By using the above three models in combination, if the fuel flow rate is given, the current values of the furnace temperature, material temperature, and furnace wall temperature are used as initial values, and the furnace temperature, material temperature, furnace wall temperature, and the three The future temperature of can be calculated.

Next, a method for determining a temperature increase curve for a material that minimizes fuel consumption will be explained based on FIG. 2. Note that (1) is the 15th step of determining the heating curve, and (2) is the 2nd stop of the aircraft.

(8) is a similar fifth stop, and (4) is a similar fourth stop.

(6) is the furnace temperature calculation model, (6) is the furnace wall temperature calculation model, (γ) is the material temperature calculation model, (8) is the calculation of the furnace temperature at the material passage position, and (9) is the minimum temperature and uniform heating degree. calculation, (to)
is the calculation of the linearization coefficient, α is the calculation of linear programming (I, P), and (2) is the calculation that determines the temperature rise curve until the material is extracted.

First, as the first 5top (1), the current flow rate WK
. Therefore, by repeatedly using the five models (5), (6), and (γ), the time until all materials are extracted, the minimum temperature T8° during extraction of each material, and the soaking degree (
(maximum temperature - minimum temperature) ΔT, O and the material average temperature T5□ at the outlet side position of the calculation zone in the furnace. can be calculated.

Next, as the 25th top (2), by changing the fuel flow rate by ΔWK'' in 5 tops for each fuel flow rate control zone, each material is extracted at each flow rate change in the same way as the 1st 5top (1).

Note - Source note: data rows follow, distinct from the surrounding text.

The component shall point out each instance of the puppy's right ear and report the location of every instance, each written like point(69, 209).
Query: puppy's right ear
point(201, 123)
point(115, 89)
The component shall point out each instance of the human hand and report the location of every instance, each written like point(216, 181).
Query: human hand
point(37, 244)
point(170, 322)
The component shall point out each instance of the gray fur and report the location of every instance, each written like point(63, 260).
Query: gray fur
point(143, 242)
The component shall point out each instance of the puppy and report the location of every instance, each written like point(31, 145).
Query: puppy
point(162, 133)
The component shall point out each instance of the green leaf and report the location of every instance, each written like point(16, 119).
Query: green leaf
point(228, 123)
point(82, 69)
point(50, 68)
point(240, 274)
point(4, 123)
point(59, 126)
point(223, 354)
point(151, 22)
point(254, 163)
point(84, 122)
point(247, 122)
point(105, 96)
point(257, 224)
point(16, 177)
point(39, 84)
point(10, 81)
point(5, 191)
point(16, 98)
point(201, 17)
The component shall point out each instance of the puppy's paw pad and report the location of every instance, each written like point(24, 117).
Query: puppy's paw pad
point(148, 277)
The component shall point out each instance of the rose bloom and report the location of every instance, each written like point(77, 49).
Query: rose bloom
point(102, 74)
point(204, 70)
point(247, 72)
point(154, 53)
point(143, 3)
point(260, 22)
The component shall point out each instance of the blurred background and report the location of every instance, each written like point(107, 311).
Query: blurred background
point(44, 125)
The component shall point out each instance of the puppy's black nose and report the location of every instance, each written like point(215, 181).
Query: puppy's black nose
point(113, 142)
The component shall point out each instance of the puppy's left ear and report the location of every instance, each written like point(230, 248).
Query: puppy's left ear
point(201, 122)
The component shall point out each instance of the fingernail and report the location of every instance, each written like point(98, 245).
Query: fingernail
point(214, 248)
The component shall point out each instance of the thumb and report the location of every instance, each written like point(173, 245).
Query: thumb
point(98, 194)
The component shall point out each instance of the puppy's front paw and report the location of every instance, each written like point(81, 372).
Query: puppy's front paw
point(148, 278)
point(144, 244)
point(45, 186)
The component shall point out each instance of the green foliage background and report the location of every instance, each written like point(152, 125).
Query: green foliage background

Minimum temperature; K, soaking degree Δ
TK, the material average temperature TbK at each zone exit position can be calculated.

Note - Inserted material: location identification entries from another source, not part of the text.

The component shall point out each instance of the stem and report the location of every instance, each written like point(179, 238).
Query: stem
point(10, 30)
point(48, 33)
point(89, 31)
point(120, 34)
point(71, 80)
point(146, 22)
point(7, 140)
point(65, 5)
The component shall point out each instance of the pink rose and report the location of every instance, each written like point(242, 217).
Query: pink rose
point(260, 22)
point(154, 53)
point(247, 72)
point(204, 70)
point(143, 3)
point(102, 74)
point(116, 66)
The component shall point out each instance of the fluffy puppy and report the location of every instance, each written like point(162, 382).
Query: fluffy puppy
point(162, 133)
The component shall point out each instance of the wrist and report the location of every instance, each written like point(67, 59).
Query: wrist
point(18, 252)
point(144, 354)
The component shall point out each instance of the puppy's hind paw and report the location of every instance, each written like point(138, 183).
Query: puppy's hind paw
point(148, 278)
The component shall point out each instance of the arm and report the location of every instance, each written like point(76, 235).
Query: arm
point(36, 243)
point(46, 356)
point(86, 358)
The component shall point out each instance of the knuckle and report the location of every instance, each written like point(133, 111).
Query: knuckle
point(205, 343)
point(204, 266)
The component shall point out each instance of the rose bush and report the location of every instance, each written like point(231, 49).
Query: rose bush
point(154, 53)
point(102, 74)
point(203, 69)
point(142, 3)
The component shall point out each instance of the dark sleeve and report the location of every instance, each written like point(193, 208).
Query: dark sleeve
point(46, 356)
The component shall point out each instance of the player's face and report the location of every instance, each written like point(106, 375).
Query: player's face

Next, as the 3rd 5th top (8), calculate the following linearization coefficient (101). By the procedure of the 2nd 5th top (2), the extraction special material minimum temperature, soaking degree, and each The average temperature in each calculation zone when the material passes can be linearized as follows.

Here, KMAX is the number of fuel flow control bands, and p
p and p are IKl when the flow rate is changed respectively.
2K 31 is the linearization coefficient, given by:

(y,ni-,;,0) To Pl: □　　　　　・Φ・Scream ΔwK0 Also, each fuel flow rate is calculated by assuming that ΔWx is the amount of change in each control band. w = w +ΔWK K It can be expressed as

The constraints in determining the temperature rise curve are as follows due to metallurgical constraints of the material and constraints on furnace operation.

"biMIN≦Tbi≦Tl)l MAX"KMIN
≦WK ≦”KMAX where subscripts MIN, MA
X indicates each lower limit value and upper limit value.

The optimization evaluation function is fuel minimization, and the effect of unsteady operation, that is, the extension of each reactor zone time, is incorporated into the following equation.

The minimization of 2〇〇) under the constraint condition of K=1 can be obtained using the ordinary linear programming (LP) calculation αη formula.

The flow rate of the above solution is the optimal flow rate "kopt" for each material, and linear programming (LP) is performed based on this flow rate as the 4th and 5th top.
By substituting into the calculation value, it is possible to calculate the temperature rise curve of the material until extraction.

Next, heating furnace control based on an embodiment of the present invention will be explained with reference to FIG.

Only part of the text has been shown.